My Week in Movies: Aug. 26 – Sept. 1

To Live and Die in L.A. (1985) A confession: this was my first viewing of William Friedkin’s balls-out masterpiece. It will not be my last. Soaked with both an 80s neon slickness and a timeless grit and featuring one of the best and most intense car chase sequences I’ve ever seen, To Live and Die in L.A. is a crime thriller of the first order, with dirty good guys and poetic bad guys and a whole lot of bad things happening to bad people. It’s brutal and sharp with a haunting flair for the melodramatic. Willem Dafoe makes as great a villain as ever, but don’t let that overshadow the nuances of William Petersen, as the dirty fed, and John Pankow, as his not-so-dirty partner.
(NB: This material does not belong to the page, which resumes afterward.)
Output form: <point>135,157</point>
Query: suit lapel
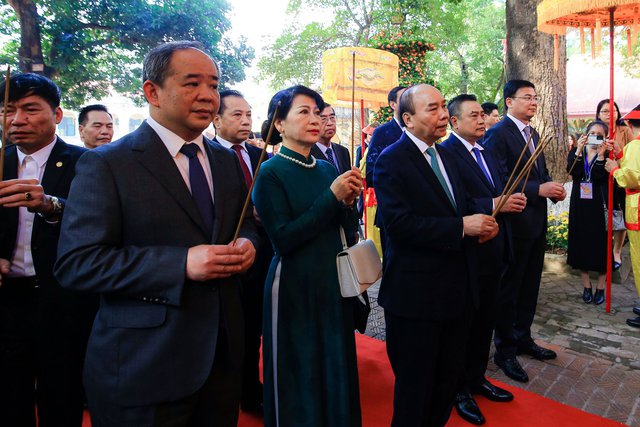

This movie floored me.

Thunderbirds Are GO (1966) More than the TV series before it, Thunderbirds Are GO is pretty much WTF Puppets!, and not just for the psychedelic dream sequence where a puppet version of Cliff Richard shows up. There’s an insanity to seeing a marionette-filled swingin’ sci-fi spy thriller played out with such seriousness (which is why, I suppose, Team America still makes us giggle). The puppetry and model work is quite impressive, especially when framed for widescreen, but that only emphasizes the weirdness of it all. It’s a good weirdness, but still.

Attack of the Crab Monsters (1957) Look, there comes a time when a man has enough of thinking about the Republican National Convention and just wants to watch a Roger Corman flick about mutant crabs. Don’t judge me.

Miss Representation (2012) So how horrible am I for not liking this movie? A documentary about the dangers created by media perceptions and treatment of women – which, as an argument goes, should be a slam dunk. But the film is so flimsy in its presentation, from the wooden narration by director Jennifer Seibel Newsom (who tries at times to turn the film into a first person journey, which only adds a shallowness; “hey, because of my pregnancy, I just now figured out these models look too thin!” is not your best starting point) to points that circle around themselves endlessly (rather than discuss each notion in depth, the interview soundbites just end up echoing each other without adding anything) to easily disproved inaccuracies (sorry, movie, but the E! channel came long before the Telecommunications Act of 1996, not “immediately after”). While some points are covered nicely (mainly the rise and fall of the ERA) and while it’s certainly justifiable in its anger, there’s nothing in the discussions about Photoshop and rap videos and eating disorders and media conglomeration most astute viewers haven’t heard – or even figured out for themselves – before. It will likely play better with younger audiences who might be aware of the sexism surrounding them but aren’t so sure where it comes from.

Not of This Earth (1957) As we come to expect from our Roger Corman movies, Not of This Earth doesn’t quite measure up to the poster. Just look at that thing, will ya? A masterpiece of drive-in art, with a killer tagline, a mysterious alien thingie, and a look of panic for the ages. Then there’s the movie, a sluggish but occasionally entertaining cheapie where Paul Birch runs around stealing blood for his dying alien race and Beverly Garland grows suspicious as his live-in nurse. It’s kooky enough to throw in Dick Miller as a door-to-door salesman, but not kooky enough to really play with the lunacy of the set-up. Fans of Corman’s bottom-bill filler will appreciate the rubber space bat, though.

War of the Satellites (1958) Now we’re cookin’. My final Corman picture of the week is by far my favorite, a thriller that makes up for its tiny budget with big ideas and a tone built on a creeping paranoia. The story is split in two, the first half set on Earth as the United Nations (well, an empty room with some tables and a handful of extras) deals with threats made by a mysterious alien force warning them against venturing into space, the second half on board a spacecraft as the trusty Americans (Dick Miller!) fight sabotage by an alien posing as scientist Richard Devon. It’s unbridled Cold War commentary (the script rants against “abstract ideas”) that recycles plenty of late-50s tropes, but it does so with surprising earnestness (minus a tongue in cheek prologue involving necking teenagers, a scene that’s out of place yet wildly fun) and a handful of impressive matte shots. (The rest of the effects, not so impressive. Oh, the strings you’ll see!) War of the Satellites is yawned at by many Corman fans, but it hits everything I want in a 1950s rocket to the stars flick, and it does so with flair.

3 thoughts on “My Week in Movies: Aug. 26 – Sept. 1

  1. Even for an 80s movie, I thought To Live and Die in LA was still on the wrong side of cheesy. Especially “Death to America!” at the beginning.

    There was a good movie buried under a lot of awkward style, but I had a hard time getting past it.